El acontecimiento más importante del mes de octubre (2020) ha sido el inicio de la segunda ola de casos de la COVID-19 en Europa. Se esperaba un resurgimiento del virus en los meses de otoño, pero no se esperaba que sucediera con esta intensidad.

De repente, los gobiernos de Europa se han visto obligados a considerar nuevamente un bloqueo de sus respectivos países. El enfoque ha sido un poco diferente al de la primavera pasada, ya que los gobiernos han intentado optar por los llamados «cierres controlados».

En los «cierres controlados» se cierran bares, restaurantes y todas las actividades de ocio y entretenimiento, mientras que las escuelas y las actividades económicas básicas pueden permanecer abiertas.

Esto es algo que a los mercados les gusta más que un cierre completo de la economía, ya que la mayor parte de la actividad económica sigue funcionando.

El gran problema ahora es si estas medidas más ligeras serán suficientes para aplanar la curva del virus. Si el número de casos sigue aumentando demasiado rápido y los gobiernos se ven obligados a un bloqueo total, esto afectaría aún más a los mercados a corto plazo.

De todos modos, debemos tener en cuenta que el panorama general es que los sistemas de salud, en general, están más preparados para hacer frente a la pandemia y que probablemente falten unos meses para una vacuna. Esto es muy diferente al pasado marzo, cuando el virus era completamente desconocido y cualquier vacuna estaba lejos.

Rentabilidades de los índices

comentario mercado octubre 2020

El deterioro de la situación sanitaria en Europa ha provocado que los índices europeos se han comportado por debajo de la media, siendo el DAX el peor índice de este mes.

Como se puede ver en el gráfico, los índices europeos han mostrado una evolución mediocre durante los meses de verano (mientras que los estadounidenses siguieron subiendo) y ahora han comenzado a caer nuevamente.

Es interesante observar cómo China, y en parte también Japón, se están comportando mejor, ya que parecen ser capaces de contener el virus mucho mejor que Europa y Estados Unidos, al menos por ahora.

La renta variable asiática parece ser la más resistente en este momento. Además, los datos económicos de China son bastante alentadores con una economía que se está fortaleciendo después de la crisis.

Elecciones en EE.UU.

En Estados Unidos, durante las últimas semanas, la atención se ha centrado en las negociaciones entre demócratas y republicanos sobre el nuevo plan de estímulo fiscal que debe aprobarse y en el que se basa la continuación de la recuperación económica estadounidense.

Los demócratas han propuesto un plan más amplio que los republicanos. Las dos propuestas se han acercado en términos de tamaño, pero aún persisten las diferencias sobre cómo los dos partidos quieren distribuir los fondos entre los diferentes grupos sociales y administraciones locales.

Ahora que se ha superado el tiempo para llegar a un acuerdo antes de las elecciones, la principal preocupación es que, en caso de que las elecciones fueran impugnadas, esto podría retrasar aún más un acuerdo sobre el plan de estímulo y esto es algo que a los mercados no les gustaría.

La probabilidad de que las elecciones sean impugnadas aumentaría si el resultado final fuera decidido por uno o dos estados en los que el recuento de votos fuera muy estrecho entre los dos candidatos. También será muy importante ver quién gana el Congreso.

Durante las últimas semanas los mercados han estado valorando la probabilidad de una llamada “Blue Wave” en la que Biden gana y los demócratas también toman el control del Congreso. En este caso, aumentaría la probabilidad de un plan de estímulo masivo con potenciales beneficios para todos aquellos sectores cuya evolución está más ligada al ciclo económico.

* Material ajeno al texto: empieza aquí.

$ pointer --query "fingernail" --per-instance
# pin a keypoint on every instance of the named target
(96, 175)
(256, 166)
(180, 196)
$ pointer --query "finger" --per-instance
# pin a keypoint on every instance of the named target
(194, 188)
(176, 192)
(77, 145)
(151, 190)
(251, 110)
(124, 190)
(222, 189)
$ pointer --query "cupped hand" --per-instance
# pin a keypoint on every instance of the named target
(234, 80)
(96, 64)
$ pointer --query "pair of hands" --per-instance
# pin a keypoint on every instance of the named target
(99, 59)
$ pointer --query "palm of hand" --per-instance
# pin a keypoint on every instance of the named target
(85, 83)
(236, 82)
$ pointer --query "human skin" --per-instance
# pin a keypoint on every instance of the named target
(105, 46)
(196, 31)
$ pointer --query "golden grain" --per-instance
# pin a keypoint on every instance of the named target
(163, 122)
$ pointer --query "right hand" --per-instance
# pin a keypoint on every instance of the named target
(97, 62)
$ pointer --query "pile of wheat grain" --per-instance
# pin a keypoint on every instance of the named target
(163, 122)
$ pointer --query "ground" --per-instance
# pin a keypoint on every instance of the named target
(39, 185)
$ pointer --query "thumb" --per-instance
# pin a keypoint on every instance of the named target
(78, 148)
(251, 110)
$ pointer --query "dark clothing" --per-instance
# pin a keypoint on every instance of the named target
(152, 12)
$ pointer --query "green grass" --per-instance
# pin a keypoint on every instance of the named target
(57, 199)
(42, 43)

En estos últimos días, los inversores son más escépticos de que este sea el caso, por lo que, en el momento de escribir este artículo, el resultado parece ser muy incierto.

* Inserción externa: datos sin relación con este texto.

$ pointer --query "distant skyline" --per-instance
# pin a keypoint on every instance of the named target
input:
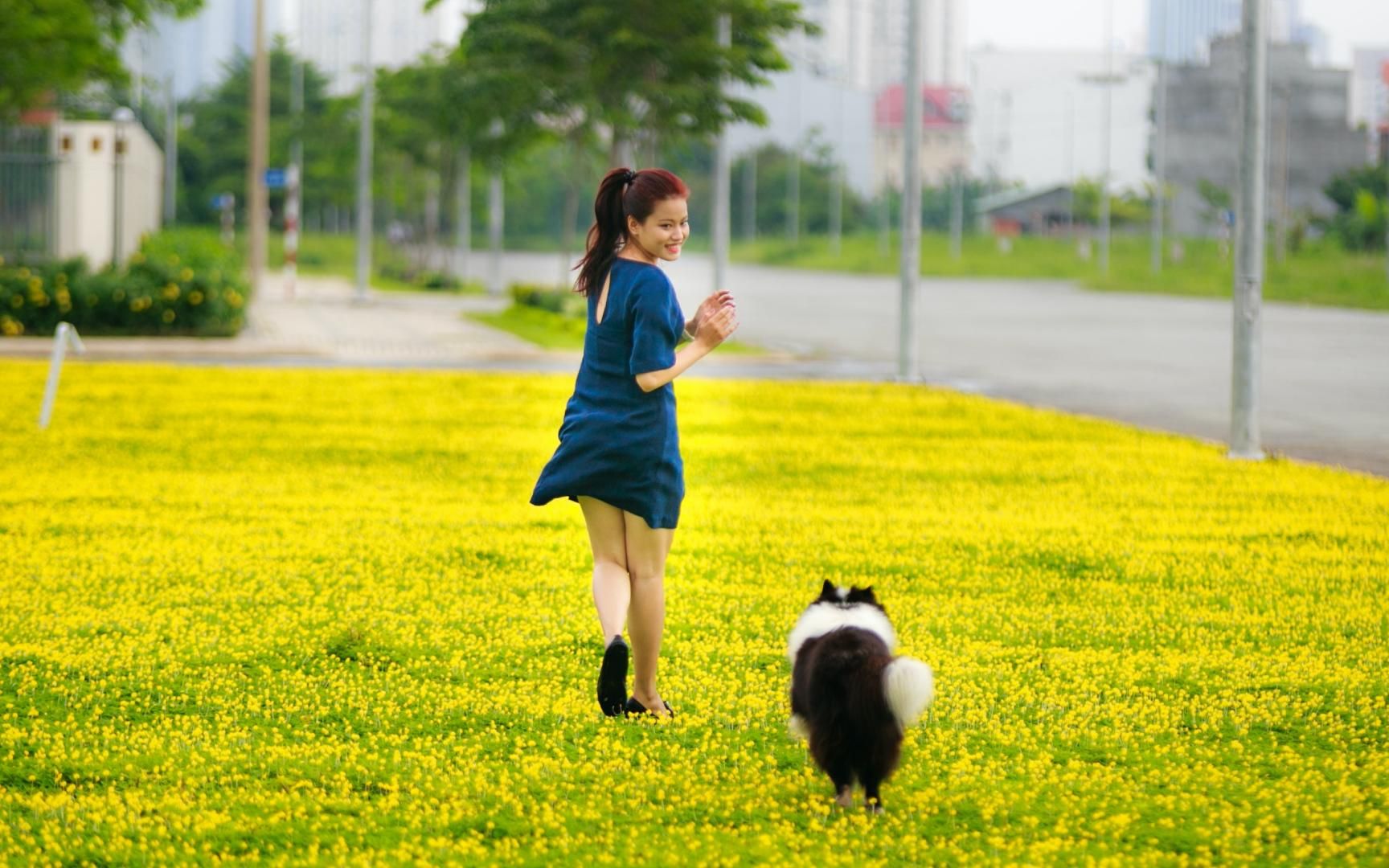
(1022, 24)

De todas formas, las elecciones de 2016, nos han enseñado que es muy difícil predecir el resultado de las elecciones y, aunque la predicción sea correcta, no es evidente cuál será la reacción de los mercados.

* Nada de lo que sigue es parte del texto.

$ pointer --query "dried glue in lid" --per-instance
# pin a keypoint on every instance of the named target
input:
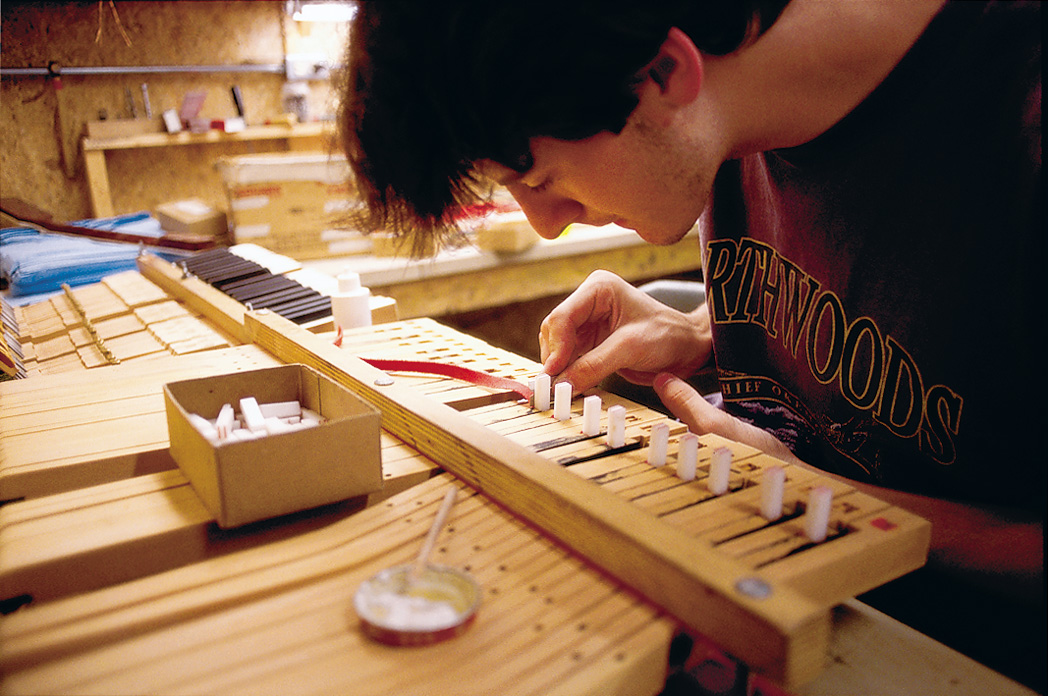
(438, 605)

En 2016, todos esperaban que ganara Hillary Clinton y esperaban que el mercado cayera bruscamente en el supuesto evento remoto de una victoria de Trump. Al final, como sabemos, Trump ganó inesperadamente y los mercados subieron bruscamente.

La historia nos ha enseñado que la elección del presidente de Estados Unidos recibe mucha atención de los medios financieros, pero al final, a largo plazo, no produce diferencias significativas.

Sin embargo, lo que ciertamente puede producir son fluctuaciones violentas a corto plazo. Si es el caso, y en este caso más que nunca, es importante mantener el rumbo y tener un plan a largo plazo que nos evite reaccionar emocionalmente ante movimientos de corto plazo que solo son ruido si se consideran en un horizonte de inversión a largo plazo.